RE: Thomism: Then & Now
November 1, 2021 at 9:59 pm
(This post was last modified: November 1, 2021 at 10:00 pm by Belacqua.)
Quote:(November 1, 2021 at 9:17 pm)emjay Wrote: [quote pid='2072706' dateline='1635814782']
[...]it's the overriding thesis of thomistic argument that these are the parts by which we can know of a god.
Okay, I think I see now... that's a bold claim. I'll have to think hard about that to get my head around it, but first impression is that sure there may be these fuzzy edges of definition, but there is something in reality... something for instance qualitatively different between consciousness itself and anything outside of it (ie mind vs matter)... so what I'm saying is, even if you can't put a box around it and say 'this is a thing' in mereological nihilism, in some situations at least, there clearly is some differentiable 'thing' there to explain (ie 'mind' or 'matter' in this example), even if that's not the case at the fuzzier edges when definitions get harder.
It's one of the absolute basic tenets of Christian theology that God has no parts.
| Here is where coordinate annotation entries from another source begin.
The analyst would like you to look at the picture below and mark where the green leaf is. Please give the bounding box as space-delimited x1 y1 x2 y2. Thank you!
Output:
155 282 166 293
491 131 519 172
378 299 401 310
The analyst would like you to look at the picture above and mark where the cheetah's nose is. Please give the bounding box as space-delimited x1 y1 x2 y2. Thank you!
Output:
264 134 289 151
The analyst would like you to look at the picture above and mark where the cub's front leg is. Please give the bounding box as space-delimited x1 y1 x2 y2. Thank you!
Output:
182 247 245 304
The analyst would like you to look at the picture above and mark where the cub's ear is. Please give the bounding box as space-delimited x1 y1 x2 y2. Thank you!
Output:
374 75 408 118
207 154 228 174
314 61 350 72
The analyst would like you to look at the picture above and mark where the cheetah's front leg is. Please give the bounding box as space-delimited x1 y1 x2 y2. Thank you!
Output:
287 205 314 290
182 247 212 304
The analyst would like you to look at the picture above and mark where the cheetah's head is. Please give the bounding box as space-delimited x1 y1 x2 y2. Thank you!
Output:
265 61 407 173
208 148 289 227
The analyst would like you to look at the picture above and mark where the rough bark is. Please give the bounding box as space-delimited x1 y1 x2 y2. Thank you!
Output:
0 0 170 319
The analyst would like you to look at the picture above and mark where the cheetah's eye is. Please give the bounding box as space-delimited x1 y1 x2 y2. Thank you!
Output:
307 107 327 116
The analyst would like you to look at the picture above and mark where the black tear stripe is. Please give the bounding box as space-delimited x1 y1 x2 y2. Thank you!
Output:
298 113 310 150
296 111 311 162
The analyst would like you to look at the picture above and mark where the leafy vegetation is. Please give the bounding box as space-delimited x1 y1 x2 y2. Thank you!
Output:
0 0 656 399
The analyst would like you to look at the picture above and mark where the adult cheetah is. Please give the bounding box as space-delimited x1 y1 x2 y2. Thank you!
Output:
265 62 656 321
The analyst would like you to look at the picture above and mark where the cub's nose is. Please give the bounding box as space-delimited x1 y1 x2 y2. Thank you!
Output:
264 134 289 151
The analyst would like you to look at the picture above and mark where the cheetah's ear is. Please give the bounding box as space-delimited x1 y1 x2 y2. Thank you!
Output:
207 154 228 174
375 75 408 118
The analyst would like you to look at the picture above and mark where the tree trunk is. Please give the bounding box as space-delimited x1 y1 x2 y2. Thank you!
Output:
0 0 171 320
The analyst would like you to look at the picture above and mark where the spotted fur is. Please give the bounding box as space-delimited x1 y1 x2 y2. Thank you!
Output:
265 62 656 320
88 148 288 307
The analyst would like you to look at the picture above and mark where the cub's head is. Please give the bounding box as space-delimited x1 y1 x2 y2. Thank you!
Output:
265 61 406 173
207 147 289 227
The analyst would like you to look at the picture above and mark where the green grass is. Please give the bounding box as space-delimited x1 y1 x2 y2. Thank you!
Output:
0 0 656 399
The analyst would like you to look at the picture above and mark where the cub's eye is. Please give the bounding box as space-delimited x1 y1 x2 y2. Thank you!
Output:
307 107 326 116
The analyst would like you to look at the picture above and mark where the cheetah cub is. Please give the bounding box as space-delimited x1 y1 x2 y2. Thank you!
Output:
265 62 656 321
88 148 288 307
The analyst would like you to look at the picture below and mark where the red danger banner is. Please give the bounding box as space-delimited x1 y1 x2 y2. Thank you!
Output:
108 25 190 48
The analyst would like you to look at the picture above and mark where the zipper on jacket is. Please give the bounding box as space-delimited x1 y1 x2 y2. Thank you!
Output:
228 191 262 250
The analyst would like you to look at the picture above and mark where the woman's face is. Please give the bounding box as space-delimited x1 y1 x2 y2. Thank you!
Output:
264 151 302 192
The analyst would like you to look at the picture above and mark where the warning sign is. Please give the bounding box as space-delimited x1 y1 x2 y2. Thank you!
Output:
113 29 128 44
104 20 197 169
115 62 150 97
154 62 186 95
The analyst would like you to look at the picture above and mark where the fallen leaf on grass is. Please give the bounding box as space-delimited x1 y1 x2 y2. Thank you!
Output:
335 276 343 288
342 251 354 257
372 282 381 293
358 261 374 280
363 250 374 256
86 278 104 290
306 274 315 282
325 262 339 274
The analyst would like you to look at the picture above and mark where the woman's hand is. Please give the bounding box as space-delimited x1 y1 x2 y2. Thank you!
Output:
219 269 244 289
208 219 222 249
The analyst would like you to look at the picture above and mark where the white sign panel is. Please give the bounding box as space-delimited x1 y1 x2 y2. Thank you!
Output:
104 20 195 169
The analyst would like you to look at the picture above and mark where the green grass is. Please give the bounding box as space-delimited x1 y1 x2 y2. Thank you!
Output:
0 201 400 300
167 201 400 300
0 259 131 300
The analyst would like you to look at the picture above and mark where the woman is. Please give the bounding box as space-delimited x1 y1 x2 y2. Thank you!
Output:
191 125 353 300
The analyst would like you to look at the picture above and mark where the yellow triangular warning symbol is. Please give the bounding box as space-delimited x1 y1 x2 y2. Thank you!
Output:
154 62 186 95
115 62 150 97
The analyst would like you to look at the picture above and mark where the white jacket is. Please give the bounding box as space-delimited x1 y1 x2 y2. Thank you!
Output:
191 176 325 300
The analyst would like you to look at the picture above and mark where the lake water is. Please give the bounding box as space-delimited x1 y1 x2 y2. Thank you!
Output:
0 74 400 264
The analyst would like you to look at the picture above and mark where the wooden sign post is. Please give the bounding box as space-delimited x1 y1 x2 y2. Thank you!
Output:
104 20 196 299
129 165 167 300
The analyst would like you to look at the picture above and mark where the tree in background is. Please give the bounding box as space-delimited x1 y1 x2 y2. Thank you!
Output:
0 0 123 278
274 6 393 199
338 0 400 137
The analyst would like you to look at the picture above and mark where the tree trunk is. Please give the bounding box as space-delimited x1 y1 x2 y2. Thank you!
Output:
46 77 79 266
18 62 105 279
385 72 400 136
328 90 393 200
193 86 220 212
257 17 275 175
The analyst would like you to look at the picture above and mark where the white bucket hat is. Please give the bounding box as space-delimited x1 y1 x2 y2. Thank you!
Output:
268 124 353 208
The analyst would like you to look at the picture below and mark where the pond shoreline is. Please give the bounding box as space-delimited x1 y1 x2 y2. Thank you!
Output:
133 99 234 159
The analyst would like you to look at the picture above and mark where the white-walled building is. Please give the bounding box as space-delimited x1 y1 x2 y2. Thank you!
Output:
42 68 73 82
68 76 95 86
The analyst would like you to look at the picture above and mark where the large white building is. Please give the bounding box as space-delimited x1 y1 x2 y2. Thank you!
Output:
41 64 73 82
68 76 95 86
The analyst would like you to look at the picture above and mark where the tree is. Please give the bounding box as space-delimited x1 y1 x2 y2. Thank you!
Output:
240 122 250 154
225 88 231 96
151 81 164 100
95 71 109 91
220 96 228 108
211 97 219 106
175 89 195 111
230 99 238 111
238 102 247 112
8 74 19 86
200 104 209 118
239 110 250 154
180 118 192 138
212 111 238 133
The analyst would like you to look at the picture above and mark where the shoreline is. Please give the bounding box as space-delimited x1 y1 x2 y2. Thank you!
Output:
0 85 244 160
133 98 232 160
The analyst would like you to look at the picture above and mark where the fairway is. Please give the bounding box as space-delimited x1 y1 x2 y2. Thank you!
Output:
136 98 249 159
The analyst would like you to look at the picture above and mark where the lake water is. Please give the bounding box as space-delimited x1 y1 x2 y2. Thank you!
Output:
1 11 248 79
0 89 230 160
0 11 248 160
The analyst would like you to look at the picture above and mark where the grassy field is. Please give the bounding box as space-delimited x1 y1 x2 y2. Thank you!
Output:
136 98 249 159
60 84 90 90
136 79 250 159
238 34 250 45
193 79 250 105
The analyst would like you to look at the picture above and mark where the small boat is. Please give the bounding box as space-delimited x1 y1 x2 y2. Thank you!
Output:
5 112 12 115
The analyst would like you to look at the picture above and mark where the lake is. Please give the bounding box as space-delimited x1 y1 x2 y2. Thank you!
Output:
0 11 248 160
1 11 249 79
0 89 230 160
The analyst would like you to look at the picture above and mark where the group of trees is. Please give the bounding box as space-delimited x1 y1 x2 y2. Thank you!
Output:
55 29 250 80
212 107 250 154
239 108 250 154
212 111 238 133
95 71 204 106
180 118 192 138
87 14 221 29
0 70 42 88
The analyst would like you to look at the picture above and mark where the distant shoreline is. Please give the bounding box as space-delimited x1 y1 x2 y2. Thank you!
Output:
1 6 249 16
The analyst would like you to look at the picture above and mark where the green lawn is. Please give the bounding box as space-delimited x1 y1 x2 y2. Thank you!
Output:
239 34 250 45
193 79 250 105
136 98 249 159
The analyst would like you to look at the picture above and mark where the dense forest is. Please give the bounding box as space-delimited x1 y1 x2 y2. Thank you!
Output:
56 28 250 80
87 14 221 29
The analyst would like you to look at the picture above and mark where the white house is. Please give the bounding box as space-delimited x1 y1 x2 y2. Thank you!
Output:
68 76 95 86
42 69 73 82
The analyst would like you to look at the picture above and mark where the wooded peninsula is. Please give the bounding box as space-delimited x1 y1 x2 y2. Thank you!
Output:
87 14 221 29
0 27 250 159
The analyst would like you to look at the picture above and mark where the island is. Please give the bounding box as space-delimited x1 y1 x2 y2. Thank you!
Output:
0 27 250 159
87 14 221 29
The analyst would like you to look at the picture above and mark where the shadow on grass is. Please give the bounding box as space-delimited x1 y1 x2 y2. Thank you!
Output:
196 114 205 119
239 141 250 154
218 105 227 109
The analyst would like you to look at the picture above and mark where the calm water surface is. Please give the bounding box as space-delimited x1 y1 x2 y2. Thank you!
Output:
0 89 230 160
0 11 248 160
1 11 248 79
This is called Divine Simplicity. It is especially important in Scholastic, Thomist thought.
https://en.wikipedia.org/wiki/Divine_simplicity
It's basic in Neoplatonic thought, Christian Neoplatonism, ancient thought from India (Brahman), and Buddhism, to say that the world before we perceive it is One, with no real divisions. The divisions arise because of our perception. They are misleading (because we stop believing in the One) but necessary to live in the material world.
The Neoplatonic term, the One, may itself be misleading, since it implies that there will be a second thing or a third. That God is something that can be counted. That's why the negative way, as Neo says, is preferable. In fact Buddhists solve this problem by referring to basic reality as the Not-Two. 不二.
Many important Christians wrote about this concept, both within mainstream theology and in minority traditions. It is crucial to Jacob Boehme and William Blake, for example.
Nietzsche considered himself an anti-Christian because he also believed that our perceptions are creations of the mind, made by dividing up reality, but he said that instead of God being behind the illusory divisions, there is only chaos.